Dans un petit hameau du Cantal, alors qu'on fête le 14 juillet en cette année 1977, trois inconnus viennent se joindre aux festivités. Deux Allemandes et un Français, avec leur van et leur look hippie. Le Français ne restera pas longtemps mais Mariella et Brunhilde vont s'installer. Et ne plus jamais partir.
La narratrice n'a pas connu l'arrivée des Allemandes dans le village de sa famille. Mais elle sait que les deux femmes étaient amies avec son grand-père et que Lili, sa mère, a eu l'occasion de les rencontrer.

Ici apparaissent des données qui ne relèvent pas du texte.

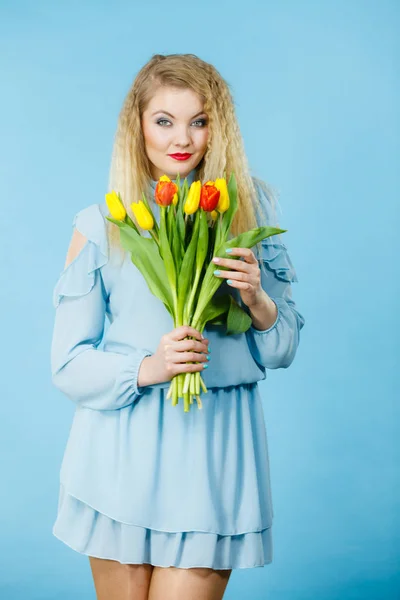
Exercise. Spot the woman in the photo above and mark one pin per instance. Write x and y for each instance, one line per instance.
(164, 501)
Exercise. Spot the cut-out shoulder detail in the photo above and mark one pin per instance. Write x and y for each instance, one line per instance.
(77, 243)
(87, 254)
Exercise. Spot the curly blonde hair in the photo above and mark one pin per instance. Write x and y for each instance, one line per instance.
(130, 172)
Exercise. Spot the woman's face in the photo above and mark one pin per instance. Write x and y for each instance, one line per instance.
(175, 130)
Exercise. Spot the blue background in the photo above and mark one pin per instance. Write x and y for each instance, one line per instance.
(316, 86)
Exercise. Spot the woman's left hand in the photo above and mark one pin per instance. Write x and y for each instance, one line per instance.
(245, 275)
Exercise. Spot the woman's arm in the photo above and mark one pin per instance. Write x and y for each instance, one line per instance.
(90, 377)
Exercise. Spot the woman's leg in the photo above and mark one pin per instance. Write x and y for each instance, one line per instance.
(115, 581)
(170, 583)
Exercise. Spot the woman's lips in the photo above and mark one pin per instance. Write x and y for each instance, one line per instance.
(179, 156)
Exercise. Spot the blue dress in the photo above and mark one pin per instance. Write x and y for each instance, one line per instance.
(142, 481)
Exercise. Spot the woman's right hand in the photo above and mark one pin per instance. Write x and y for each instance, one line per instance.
(172, 356)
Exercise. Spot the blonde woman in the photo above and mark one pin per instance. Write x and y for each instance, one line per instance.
(166, 503)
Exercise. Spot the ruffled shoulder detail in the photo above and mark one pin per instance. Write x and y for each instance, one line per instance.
(274, 252)
(78, 278)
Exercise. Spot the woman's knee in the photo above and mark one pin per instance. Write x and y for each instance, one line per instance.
(117, 581)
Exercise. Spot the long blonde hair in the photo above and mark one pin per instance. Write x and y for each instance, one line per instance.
(130, 172)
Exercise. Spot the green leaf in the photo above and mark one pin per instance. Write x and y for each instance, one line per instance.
(147, 204)
(185, 279)
(216, 307)
(238, 320)
(167, 257)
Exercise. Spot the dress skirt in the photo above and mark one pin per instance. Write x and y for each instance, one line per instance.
(92, 532)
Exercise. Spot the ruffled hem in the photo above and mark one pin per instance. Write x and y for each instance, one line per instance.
(275, 256)
(78, 278)
(92, 533)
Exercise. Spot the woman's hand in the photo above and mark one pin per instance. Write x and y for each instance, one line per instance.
(245, 275)
(173, 355)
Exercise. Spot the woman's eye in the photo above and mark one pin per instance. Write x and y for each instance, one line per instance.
(202, 122)
(161, 121)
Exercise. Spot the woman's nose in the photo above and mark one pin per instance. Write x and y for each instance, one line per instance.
(182, 137)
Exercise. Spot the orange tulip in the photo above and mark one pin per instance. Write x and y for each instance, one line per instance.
(165, 191)
(209, 196)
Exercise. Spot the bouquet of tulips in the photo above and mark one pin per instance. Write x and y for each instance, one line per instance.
(175, 259)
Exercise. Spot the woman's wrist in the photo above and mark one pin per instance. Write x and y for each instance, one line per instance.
(146, 372)
(264, 313)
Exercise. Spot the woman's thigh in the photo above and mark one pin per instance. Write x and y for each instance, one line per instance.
(116, 581)
(170, 583)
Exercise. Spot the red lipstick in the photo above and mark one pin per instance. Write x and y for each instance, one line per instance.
(180, 156)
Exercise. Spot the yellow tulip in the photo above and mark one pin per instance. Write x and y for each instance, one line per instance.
(223, 203)
(193, 198)
(115, 206)
(143, 217)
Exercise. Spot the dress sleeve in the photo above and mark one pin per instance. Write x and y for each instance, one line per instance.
(276, 347)
(90, 377)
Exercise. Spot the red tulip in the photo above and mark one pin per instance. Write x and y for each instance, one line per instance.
(209, 196)
(165, 191)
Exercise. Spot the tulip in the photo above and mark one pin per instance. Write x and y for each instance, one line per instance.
(165, 191)
(143, 217)
(223, 203)
(193, 198)
(115, 206)
(209, 196)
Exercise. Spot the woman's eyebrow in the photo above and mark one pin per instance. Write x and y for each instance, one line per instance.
(165, 112)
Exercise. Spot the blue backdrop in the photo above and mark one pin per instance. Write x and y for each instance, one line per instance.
(317, 91)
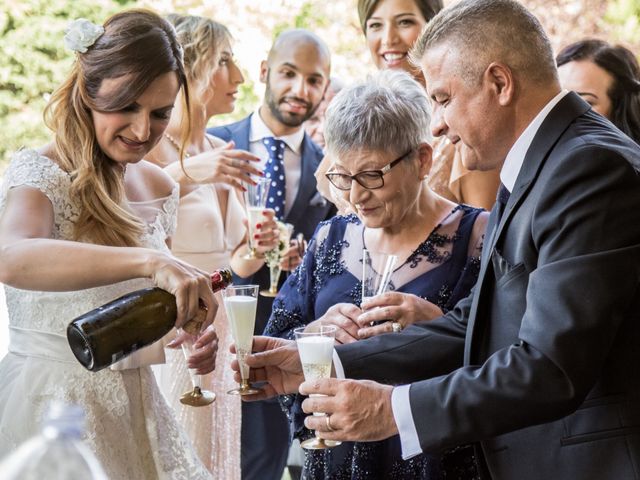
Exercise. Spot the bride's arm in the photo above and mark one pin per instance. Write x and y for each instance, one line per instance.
(31, 259)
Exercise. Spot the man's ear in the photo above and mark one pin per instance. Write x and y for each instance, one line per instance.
(501, 81)
(264, 71)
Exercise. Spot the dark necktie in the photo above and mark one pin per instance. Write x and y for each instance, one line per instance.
(274, 170)
(501, 201)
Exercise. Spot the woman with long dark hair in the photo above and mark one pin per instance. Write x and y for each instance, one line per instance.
(607, 77)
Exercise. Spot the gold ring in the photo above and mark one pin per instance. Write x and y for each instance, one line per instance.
(327, 420)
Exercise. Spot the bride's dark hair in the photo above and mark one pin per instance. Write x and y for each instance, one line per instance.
(138, 45)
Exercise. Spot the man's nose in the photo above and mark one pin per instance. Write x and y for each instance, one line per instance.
(438, 125)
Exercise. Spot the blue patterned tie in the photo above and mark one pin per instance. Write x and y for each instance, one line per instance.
(274, 170)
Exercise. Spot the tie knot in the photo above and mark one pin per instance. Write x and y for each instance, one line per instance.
(503, 194)
(274, 146)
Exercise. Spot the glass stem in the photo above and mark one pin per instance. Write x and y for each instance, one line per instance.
(274, 275)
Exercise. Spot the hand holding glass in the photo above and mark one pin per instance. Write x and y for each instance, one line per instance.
(240, 302)
(315, 347)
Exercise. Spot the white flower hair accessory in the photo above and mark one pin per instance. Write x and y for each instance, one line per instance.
(81, 34)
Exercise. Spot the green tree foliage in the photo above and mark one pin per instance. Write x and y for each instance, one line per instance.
(34, 62)
(624, 15)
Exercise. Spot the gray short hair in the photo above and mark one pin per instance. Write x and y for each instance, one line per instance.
(387, 112)
(488, 31)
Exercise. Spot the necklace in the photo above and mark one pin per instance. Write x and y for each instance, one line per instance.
(177, 145)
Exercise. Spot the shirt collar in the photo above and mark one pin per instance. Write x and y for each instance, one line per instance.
(259, 130)
(515, 157)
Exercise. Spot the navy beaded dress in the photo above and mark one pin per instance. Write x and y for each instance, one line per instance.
(442, 269)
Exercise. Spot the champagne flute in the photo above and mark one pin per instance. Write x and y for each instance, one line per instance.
(377, 268)
(240, 302)
(196, 397)
(255, 200)
(315, 347)
(273, 259)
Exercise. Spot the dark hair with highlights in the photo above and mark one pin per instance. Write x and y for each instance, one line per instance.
(622, 65)
(140, 46)
(428, 8)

Intriguée par le mystère qui entoure les raisons de leur venue dans ce hameau perdu du Massif Central, elle se rend sur place avec Lili pour poser des questions, essayer de comprendre.
Le récit opère donc des va-et-vient entre le présent et le passé, un passé qui ne s'arrête pas à 1977 et aux années suivantes mais remonte encore plus loin, du temps de la guerre, lorsque Antoine Carette était prisonnier de guerre en Allemagne. Dans la ville de naissance de Brunhilde. Inéluctablement, un lien les lie. Fruit du hasard ou quête exaucée ? Nul ne le sait.

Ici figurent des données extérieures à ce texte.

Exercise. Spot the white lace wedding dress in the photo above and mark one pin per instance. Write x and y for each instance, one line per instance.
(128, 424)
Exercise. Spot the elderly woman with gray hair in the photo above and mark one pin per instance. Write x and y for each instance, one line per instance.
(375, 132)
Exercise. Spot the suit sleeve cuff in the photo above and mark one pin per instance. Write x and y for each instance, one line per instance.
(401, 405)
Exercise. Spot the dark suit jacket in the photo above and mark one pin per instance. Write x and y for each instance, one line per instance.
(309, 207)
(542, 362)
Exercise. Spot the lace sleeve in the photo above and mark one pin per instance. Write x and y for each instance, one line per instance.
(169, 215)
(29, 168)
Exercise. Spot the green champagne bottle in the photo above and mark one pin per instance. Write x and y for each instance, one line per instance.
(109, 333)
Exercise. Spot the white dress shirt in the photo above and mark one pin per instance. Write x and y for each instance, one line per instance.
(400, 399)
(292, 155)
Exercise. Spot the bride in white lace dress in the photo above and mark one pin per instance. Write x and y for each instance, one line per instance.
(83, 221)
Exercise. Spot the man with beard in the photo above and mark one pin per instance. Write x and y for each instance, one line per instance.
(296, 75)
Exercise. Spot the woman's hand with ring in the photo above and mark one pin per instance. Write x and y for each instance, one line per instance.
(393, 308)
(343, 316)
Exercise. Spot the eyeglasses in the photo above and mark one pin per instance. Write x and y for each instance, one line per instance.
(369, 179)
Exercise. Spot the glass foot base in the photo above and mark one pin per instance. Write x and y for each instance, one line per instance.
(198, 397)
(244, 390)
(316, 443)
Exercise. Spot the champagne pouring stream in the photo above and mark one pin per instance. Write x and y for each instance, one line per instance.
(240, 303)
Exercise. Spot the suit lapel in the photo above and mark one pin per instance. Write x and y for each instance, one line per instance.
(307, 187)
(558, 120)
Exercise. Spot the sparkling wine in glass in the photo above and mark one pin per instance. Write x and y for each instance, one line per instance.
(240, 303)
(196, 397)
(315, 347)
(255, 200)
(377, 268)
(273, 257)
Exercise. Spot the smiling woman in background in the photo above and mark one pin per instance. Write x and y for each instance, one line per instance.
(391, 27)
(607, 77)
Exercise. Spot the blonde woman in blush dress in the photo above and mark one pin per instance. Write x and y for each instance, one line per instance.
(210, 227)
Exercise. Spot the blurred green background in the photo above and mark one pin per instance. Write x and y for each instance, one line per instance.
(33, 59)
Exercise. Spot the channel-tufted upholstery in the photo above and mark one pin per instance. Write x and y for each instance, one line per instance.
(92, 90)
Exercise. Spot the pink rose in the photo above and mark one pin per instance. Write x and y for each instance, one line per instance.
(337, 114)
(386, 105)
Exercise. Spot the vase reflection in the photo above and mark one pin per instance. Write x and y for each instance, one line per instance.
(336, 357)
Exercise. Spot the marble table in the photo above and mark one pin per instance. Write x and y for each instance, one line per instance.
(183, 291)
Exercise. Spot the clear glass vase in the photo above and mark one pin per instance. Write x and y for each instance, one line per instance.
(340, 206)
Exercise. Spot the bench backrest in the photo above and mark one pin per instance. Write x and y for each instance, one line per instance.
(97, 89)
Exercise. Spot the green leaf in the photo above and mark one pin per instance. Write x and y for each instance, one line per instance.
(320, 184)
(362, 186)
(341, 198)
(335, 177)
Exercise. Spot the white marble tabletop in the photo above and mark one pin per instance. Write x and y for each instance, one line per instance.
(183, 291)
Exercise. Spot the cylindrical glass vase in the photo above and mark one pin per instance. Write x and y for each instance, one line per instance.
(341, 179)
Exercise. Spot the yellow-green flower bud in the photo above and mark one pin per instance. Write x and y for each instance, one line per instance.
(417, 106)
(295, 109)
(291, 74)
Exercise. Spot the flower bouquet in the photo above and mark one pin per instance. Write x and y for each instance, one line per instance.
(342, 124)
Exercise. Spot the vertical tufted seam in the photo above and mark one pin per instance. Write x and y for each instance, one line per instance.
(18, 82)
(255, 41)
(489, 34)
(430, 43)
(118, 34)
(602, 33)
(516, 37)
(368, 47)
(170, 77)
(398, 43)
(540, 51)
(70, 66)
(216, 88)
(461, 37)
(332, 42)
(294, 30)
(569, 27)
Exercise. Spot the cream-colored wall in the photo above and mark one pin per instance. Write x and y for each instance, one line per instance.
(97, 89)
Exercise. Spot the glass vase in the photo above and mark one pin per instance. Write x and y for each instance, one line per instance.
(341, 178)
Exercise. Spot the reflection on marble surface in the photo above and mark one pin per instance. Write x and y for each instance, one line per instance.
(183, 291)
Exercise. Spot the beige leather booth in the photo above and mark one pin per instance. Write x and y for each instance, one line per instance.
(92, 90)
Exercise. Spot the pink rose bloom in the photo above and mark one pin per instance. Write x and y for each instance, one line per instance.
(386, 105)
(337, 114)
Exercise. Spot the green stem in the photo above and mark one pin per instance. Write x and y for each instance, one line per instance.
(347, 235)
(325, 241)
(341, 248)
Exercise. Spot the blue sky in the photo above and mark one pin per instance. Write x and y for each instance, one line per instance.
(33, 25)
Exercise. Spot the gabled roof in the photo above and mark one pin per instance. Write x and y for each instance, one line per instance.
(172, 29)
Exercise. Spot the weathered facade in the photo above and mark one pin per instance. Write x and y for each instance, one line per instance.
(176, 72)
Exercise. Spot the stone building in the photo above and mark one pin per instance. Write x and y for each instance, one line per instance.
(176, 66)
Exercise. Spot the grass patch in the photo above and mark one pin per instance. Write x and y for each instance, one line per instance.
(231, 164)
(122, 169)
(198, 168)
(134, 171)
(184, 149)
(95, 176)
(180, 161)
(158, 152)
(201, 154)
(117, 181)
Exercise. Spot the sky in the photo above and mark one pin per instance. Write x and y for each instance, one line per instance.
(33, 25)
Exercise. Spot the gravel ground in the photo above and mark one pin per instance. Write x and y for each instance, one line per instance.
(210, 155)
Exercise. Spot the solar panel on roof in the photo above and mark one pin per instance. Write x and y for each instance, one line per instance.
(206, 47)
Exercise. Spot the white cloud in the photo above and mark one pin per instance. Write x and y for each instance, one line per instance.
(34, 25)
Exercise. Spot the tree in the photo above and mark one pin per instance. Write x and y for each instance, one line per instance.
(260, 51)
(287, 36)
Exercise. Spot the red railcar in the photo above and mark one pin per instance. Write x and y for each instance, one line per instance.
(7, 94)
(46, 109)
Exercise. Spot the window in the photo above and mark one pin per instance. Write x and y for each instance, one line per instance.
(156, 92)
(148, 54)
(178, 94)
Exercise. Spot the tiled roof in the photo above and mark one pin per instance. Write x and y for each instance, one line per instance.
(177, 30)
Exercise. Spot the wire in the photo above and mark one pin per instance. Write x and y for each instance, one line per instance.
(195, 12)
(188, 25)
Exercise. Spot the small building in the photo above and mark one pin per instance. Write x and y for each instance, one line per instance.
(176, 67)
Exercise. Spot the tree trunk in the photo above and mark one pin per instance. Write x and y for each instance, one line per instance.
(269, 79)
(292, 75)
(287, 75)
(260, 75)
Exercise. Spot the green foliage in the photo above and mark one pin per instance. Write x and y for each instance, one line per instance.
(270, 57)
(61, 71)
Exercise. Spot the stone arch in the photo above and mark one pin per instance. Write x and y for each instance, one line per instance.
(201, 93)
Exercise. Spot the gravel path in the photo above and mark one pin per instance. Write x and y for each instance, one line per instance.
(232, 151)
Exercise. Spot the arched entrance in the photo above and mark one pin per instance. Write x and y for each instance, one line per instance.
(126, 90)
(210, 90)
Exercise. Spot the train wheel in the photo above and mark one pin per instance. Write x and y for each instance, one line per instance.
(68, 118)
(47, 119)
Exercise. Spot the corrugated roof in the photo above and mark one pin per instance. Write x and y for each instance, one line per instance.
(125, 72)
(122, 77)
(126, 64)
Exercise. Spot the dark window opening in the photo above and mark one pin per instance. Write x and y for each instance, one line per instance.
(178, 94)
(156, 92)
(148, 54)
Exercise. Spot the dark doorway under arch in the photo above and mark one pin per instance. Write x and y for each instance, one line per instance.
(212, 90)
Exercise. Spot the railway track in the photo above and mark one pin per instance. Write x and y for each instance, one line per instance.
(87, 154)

Ce qu'on sait en revanche, c'est que l'arrivée de ces deux jeunes femmes céramistes aux seins libres sous leurs robes amples a réveillé le hameau. Les bonnes âmes les ont accueillies avec sympathie, les mauvaises langues ont craché leur venin. Qui sont-elles ? Que cherchent-elles ? Alors que Jean, Antoine, Gisèle et Boris les aident à s'installer et à trouver leur place, d'autres ne souhaitent que les voir déguerpir. C'est qu'elles dénotent dans le paysage, ces deux femmes, surtout Brunhilde, la plus belle, la plus taiseuse, mystérieuse, l'air malcommode. Et des Allemandes en 1977, alors que la guerre est encore présente dans les têtes, ce n'est pas bien vu. De plus des rumeurs courent : elles seraient des espionnes...

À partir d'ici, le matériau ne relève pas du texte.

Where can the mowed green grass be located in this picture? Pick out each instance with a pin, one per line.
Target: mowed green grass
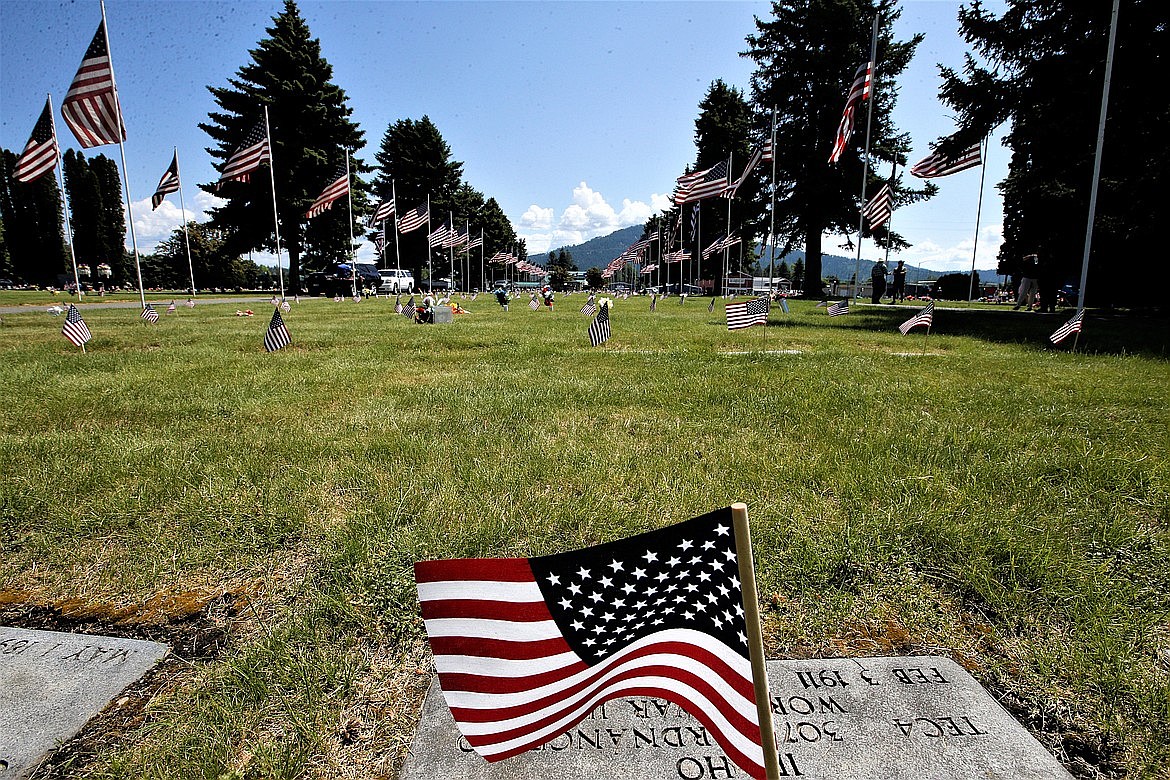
(976, 494)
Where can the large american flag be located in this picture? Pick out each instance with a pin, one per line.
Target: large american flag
(334, 191)
(413, 219)
(167, 184)
(924, 316)
(276, 336)
(75, 329)
(703, 184)
(40, 154)
(91, 108)
(936, 165)
(527, 648)
(858, 92)
(1069, 328)
(250, 154)
(879, 208)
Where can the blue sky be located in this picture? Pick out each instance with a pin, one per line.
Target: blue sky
(575, 116)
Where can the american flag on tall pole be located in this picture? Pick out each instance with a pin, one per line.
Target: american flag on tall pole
(253, 152)
(936, 164)
(695, 186)
(1069, 328)
(924, 316)
(880, 207)
(525, 648)
(91, 108)
(40, 154)
(859, 91)
(332, 192)
(167, 184)
(384, 212)
(75, 329)
(276, 336)
(413, 219)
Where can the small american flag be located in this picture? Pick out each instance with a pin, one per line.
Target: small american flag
(413, 219)
(75, 329)
(1069, 328)
(938, 165)
(527, 647)
(745, 313)
(335, 190)
(167, 184)
(384, 212)
(924, 316)
(252, 153)
(40, 154)
(599, 329)
(879, 208)
(91, 108)
(858, 91)
(276, 336)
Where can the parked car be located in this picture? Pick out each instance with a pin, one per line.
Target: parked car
(397, 280)
(337, 278)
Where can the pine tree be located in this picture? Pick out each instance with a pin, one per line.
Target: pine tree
(1045, 74)
(310, 131)
(806, 56)
(34, 244)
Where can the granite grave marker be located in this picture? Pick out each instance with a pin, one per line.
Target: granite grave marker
(52, 683)
(892, 718)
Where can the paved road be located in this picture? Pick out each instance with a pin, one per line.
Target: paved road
(31, 308)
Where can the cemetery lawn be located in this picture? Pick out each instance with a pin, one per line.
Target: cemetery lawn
(978, 495)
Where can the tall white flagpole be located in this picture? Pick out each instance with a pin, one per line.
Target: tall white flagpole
(186, 239)
(276, 219)
(122, 151)
(978, 212)
(1096, 163)
(865, 164)
(64, 205)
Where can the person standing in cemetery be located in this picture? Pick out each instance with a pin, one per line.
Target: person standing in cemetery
(1029, 287)
(897, 292)
(878, 280)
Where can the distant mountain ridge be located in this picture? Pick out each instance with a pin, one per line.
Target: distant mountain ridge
(597, 253)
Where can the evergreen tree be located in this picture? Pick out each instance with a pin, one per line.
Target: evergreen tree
(806, 56)
(311, 135)
(1045, 73)
(33, 242)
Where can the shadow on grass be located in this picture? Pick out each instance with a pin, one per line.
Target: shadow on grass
(1105, 332)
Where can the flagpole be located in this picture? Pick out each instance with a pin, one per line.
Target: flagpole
(1096, 164)
(978, 212)
(64, 205)
(771, 212)
(755, 639)
(865, 163)
(272, 177)
(186, 237)
(122, 151)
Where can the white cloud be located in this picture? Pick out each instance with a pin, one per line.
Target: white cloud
(587, 215)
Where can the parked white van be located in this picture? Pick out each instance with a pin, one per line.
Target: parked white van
(396, 280)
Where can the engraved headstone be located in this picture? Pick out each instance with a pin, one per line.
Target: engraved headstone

En se basant sur ses propres histoires de famille et celles de son hameau dans le Cantal, Pauline Clavière tisse un récit de femmes poussées par le désir de suivre leur propre chemin, de se réinventer ailleurs sans oublier qui elles sont. Elles témoignent d'un attachement viscéral à une terre, à des gens, à une atmosphère qui les a happées et les a conduites à rester en dépit des obstacles que d'aucuns ont voulu dresser sur leur route. C'est aussi un beau plaidoyer pour les paysans des montagnes, gens de peu qui ont le cœur sur la main et l'esprit plus ouvert qu'on ne le croit. Ces personnages, représentés magnifiquement par Antoine et Jean, sont l'atout principal de ce roman.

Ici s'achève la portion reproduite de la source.